# Picture of Multi purpose Bottle Tree



## Bob (Oct 31, 2008)

thought you might find this interesting.. was looking for good way to drain large carboys... built this for wine bottles but decided to add a couple holes for gallon jugs and carboy.


----------



## Wine Maker (Oct 31, 2008)

Bob, Thanks for sharing the idea and photo. I have a bottle tree for the 750 ml bottles but always encountered problems when trying to drain the 5 gal carboys. Nice idea. What is the diameter of the hole for the 5 gal carboy?


----------



## Wine4Me (Oct 31, 2008)

Looks nice.. I think it is impressive looking!


----------



## Bob (Nov 1, 2008)

*Hole size for rack*

Hole size for 5 gallon carboy is 2 1/2", Gallon jugs 1 3/4", and for wine bottles 1 5/16. On the top side I use a rasp to bevel just a little of the top edge of the hole(no need to bevel the whole depth) at 45 degrees.. bottles seem to seat better. Also painted with high gloss oil base paint allowing me to sterilize it, better than bare wood.


----------



## Bob (Nov 1, 2008)

Also plan on putting front and back panel on for stability .. another reason is I will be putting a tray under it to catch the drippings. Also, if I understand it correctly the sterilizer produces a gas that is trapped in the bottle... so my thinking is I am making a gas chamber.. Correct me if I am wrong


----------



## Sacalait (Nov 1, 2008)

That's the whole idea it's the gas that kills the bad stuff. I'm no chemist but I believe it's hydrogen sulfide.


----------



## Wine Maker (Nov 7, 2008)

I don't believe it is hydrogen sulfide. H2S is the rotten egg or sulfur smell. If you are sterlizing or sanitizing with potassium metabisulfite then it is the sulfite you are smelling.


----------



## aaron4osu (Dec 24, 2008)

Bob said:


> thought you might find this interesting.. was looking for good way to drain large carboys... built this for wine bottles but decided to add a couple holes for gallon jugs and carboy.

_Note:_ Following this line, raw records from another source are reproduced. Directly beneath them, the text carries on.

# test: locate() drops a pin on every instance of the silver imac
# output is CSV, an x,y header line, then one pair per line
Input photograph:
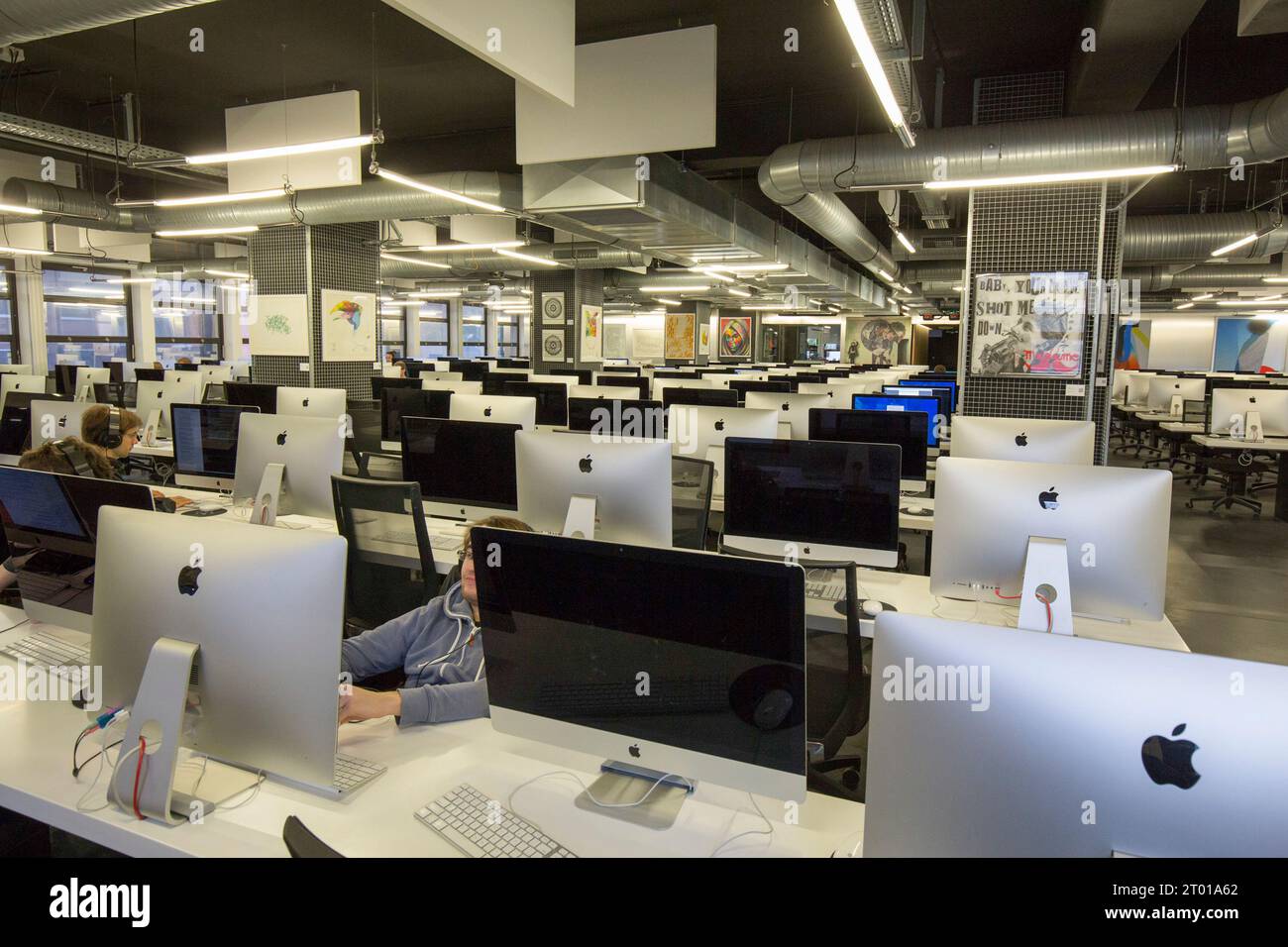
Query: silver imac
x,y
695,428
312,402
1048,746
1024,438
1113,525
312,449
630,483
793,408
494,407
267,615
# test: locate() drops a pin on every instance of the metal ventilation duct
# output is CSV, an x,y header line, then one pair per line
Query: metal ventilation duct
x,y
22,21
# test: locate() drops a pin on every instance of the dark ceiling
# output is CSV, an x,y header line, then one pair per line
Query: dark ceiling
x,y
443,108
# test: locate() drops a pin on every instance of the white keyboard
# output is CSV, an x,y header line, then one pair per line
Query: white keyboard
x,y
351,772
482,827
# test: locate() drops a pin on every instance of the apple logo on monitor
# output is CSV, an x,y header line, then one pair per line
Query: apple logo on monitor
x,y
1167,762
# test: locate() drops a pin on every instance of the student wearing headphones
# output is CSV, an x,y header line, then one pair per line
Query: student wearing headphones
x,y
434,646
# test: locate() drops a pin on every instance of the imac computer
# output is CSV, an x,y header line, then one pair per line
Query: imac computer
x,y
51,522
483,407
726,696
584,486
625,418
53,420
205,445
465,470
1235,411
694,429
893,402
1175,766
1024,438
312,402
413,402
552,399
793,408
253,394
309,449
903,428
1059,539
832,500
250,634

lol.. i'm glad you posted that picture of your bottle drying stand. I was thinking how I could build one similar to the plastic bottle tree's you see out there. I'm laughing that didn't even think of anything that simple.


----------



## cpfan (Dec 24, 2008)

Nice stand Bob. Holds a nice variety upright. The trees hold them at an angle and some bottles don't drain fully. That looks like a Better Bottle, how is it with glass carboys?

I drain my carboys in a spare fermenter.

Steve


----------



## arcticsid (Dec 25, 2008)

That is pretty ingenuitive, I love it. I'll be needing one myself before long! Working on a web site that should be up sometime after the new year. I want to showcase things like this. My airlock(s) so far is a tube coming out of a gallon bottle into a gallon jug with water in it, well actually several, but you get my meaning. Use what you got! I really like your design, will be looking forward to building something similar based on your it. Thanks for sharing your idea with us.
Troy


----------



## cpfan (Dec 25, 2008)

Sacalait said:


> That's the whole idea it's the gas that kills the bad stuff. I'm no chemist but I believe it's hydrogen sulfide.


It's sulfur dioxide. SO2.

Steve


----------



## Hershey (May 9, 2009)

*Wine Rack*

Looks good! Thanks for sharing!


----------



## Boozehag (May 10, 2009)

Oh that looks really cool. Now I know what to ask my Dad for, for my next birthday! He loves making thnigs out of wood and its something I could use Thanks for sharing.


----------